Exception in thread "main" java.lang.IllegalArgumentException: java.io.IOException: Expected 27-element array of zeroes, got [2, 0, 0, 0, 0, 0, 0, 0, 0, 0, 0, 0, 0, 0, 0, 0, 0, 0, 0, 0, 0, 0, 0, 0, 0, 0, 0] at org.jpmml.rexp.XGBoostConverter.loadLearner(XGBoostConverter.java:244) at org.jpmml.rexp.XGBoostConverter.ensureLearner(XGBoostConverter.java:218) at org.jpmml.rexp.XGBoostConverter.encodeSchema(XGBoostConverter.java:80) at org.jpmml.rexp.ModelConverter.encodePMML(ModelConverter.java:70) at org.jpmml.rexp.Converter.encodePMML(Converter.java:39) at org.jpmml.rexp.Main.run(Main.java:149) at org.jpmml.rexp.Main.main(Main.java:97) Caused by: java.io.IOException: Expected 27-element array of zeroes, got [2, 0, 0, 0, 0, 0, 0, 0, 0, 0, 0, 0, 0, 0, 0, 0, 0, 0, 0, 0, 0, 0, 0, 0, 0, 0, 0] at org.jpmml.xgboost.XGBoostDataInput.readReserved(XGBoostDataInput.java:179) at org.jpmml.xgboost.Learner.load(Learner.java:82) at org.jpmml.xgboost.XGBoostUtil.loadLearner(XGBoostUtil.java:95) at org.jpmml.xgboost.XGBoostUtil.loadLearner(XGBoostUtil.java:57) at org.jpmml.xgboost.XGBoostUtil.loadLearner(XGBoostUtil.java:45) at org.jpmml.rexp.XGBoostConverter.loadLearner(XGBoostConverter.java:309) at org.jpmml.rexp.XGBoostConverter.loadLearner(XGBoostConverter.java:242) ... 6 more

vruusmann commented 3 years ago

The example works with XGBoost 1.1.X (I tested with xgboost_1.1.0.1), but apparently not with 1.2.X, because they've rearranged the binary file format again.

Please follow the linked issue to be notified when XGBoost 1.2.X support lands.
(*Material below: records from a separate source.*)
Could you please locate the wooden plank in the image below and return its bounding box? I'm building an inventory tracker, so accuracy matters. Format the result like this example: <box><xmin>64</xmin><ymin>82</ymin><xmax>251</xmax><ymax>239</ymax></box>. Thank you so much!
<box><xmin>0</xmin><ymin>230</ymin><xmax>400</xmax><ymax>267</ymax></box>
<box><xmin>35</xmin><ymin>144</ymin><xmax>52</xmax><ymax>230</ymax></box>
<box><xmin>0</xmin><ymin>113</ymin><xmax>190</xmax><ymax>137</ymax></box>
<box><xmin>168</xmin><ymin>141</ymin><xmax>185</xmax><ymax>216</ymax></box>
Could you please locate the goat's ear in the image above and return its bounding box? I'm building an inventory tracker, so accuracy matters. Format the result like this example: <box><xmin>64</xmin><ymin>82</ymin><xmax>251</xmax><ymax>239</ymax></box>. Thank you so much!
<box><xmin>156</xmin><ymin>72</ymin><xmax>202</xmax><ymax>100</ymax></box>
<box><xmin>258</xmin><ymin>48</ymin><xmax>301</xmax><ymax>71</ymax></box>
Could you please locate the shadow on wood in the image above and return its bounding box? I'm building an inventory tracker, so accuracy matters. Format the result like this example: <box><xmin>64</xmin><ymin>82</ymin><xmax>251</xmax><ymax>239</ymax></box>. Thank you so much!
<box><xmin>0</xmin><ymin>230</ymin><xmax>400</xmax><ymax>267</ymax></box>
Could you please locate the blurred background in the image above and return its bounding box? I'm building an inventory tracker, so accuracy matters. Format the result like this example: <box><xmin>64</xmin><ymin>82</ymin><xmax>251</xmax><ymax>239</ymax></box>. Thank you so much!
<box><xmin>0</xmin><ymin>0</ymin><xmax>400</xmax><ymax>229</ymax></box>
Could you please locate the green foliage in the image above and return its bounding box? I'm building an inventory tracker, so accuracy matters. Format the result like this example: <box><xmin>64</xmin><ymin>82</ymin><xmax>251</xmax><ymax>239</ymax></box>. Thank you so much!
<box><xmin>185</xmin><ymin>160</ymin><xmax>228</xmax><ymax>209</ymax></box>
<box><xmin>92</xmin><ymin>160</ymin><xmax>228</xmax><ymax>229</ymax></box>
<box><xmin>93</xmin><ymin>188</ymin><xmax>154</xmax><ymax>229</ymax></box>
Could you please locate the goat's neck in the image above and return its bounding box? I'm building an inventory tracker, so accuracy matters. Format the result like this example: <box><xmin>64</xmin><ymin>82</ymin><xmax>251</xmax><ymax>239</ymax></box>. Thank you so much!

Should be fast.

vruusmann commented 3 years ago

@axemixer I've released R2PMML version 0.25.0, which includes an updated JPMML-XGBoost library.

After re-installing from GitHub, you should be able to work fine with xgboost_1.2.0.1 generated files.

axemixer commented 3 years ago

yes it works perfect. Thank you now I do not have to download older version of xgboost.